The user program calls the system by executing the "syscall" command of MIPS. This command generates a hardware trap into the nachos kernel.
The nachos/MIPS simulator implements traps by invoking the routine raiseexception (), passing it a arguments indicating the exact cause of the trap.
The nachos/MIPS simulator calls the raiseexception () routine to declare a self-traps. The input parameters are used to indicate the cause of self-traps during the call.
Raiseexception, in turn, callexceptionhandler to take care of the specific problem.

Raiseexception transfers the call to exceptionhandler to solve the specific problem.
Exceptionhandler is passed a single argument indicating the precise cause of the trap.
When the exceptionhandler is called, input parameters are used to indicate the specific cause of Self-trap.

The ''syscall'' Instruction indicates a system call is requested, but doesn' t indicate which system call to perform.
The "syscall" command indicates a system call and does not indicate the specific system call.
By convention, user programs place the code indicating the participating system call desired in register R2 before executing the ''syscall'' instruction.
For convenience, your program will place the code that instructs the specific system to call in the R2 register before the "syscall" command.
Additional arguments to the System Call (when appropriate) can be found in registers r4-r7, following the standard C procedure call linkage conventions.

If a system call requires a parameter, the parameter is placed in the lower r4-r7 register and placed according to the standard C call mechanism.
Function (and System Call) return values are expected to be in register R2 on return.

The return values of functions (and system calls) are placed in the R2 register.

Warning: when accessing user memory from within the exception handler (or within nachos in general), user-level addresses cannot be referenced directly.

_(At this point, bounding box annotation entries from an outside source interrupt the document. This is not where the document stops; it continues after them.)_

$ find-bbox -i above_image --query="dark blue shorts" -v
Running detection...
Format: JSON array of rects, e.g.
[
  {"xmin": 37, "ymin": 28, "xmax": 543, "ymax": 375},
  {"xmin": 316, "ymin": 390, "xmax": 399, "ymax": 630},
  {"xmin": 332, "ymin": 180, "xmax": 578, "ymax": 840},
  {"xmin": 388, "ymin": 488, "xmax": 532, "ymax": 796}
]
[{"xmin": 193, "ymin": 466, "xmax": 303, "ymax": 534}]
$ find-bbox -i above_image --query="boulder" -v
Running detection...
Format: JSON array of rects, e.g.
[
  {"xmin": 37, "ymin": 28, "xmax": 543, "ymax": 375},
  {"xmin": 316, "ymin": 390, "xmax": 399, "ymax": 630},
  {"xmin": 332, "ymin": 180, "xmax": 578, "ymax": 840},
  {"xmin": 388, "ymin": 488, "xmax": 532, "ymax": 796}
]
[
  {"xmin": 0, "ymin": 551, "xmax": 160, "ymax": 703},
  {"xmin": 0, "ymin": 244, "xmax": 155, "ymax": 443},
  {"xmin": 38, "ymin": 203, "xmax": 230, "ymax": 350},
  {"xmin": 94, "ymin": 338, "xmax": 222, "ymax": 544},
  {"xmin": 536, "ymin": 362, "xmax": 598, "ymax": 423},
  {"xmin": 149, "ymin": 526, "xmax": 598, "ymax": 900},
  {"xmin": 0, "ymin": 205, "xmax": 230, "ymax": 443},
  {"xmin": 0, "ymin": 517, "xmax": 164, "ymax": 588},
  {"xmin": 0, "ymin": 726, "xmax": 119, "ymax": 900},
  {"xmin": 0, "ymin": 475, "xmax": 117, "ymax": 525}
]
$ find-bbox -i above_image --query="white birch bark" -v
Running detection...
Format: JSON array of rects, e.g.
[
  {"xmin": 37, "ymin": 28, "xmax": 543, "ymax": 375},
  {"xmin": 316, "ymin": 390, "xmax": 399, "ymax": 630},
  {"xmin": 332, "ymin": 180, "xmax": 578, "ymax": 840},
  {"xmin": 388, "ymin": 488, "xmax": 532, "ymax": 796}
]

Note: When an exception handling (or nachos code) accesses the user memory, user-level addresses cannot be directly referenced.
Recall that user-level processes execute in their own private address spaces, which the kernel cannot reference directly.
Because user-level processes are executed in their own private address space, the kernel cannot be directly referenced.
Attempts to dereference pointers passed as arguments to system CILS will likely lead to problems (e.g., segmentation faults) If referenced directly.
An attempt to pass the pointer directly referenced as a parameter to the system call and unreference it may cause problems (such as segment errors ).
Use readmem and writemem to dereference pointers passed as arguments to system CILS.

Use readmem and writemem to dereference the pointer passed to the system call.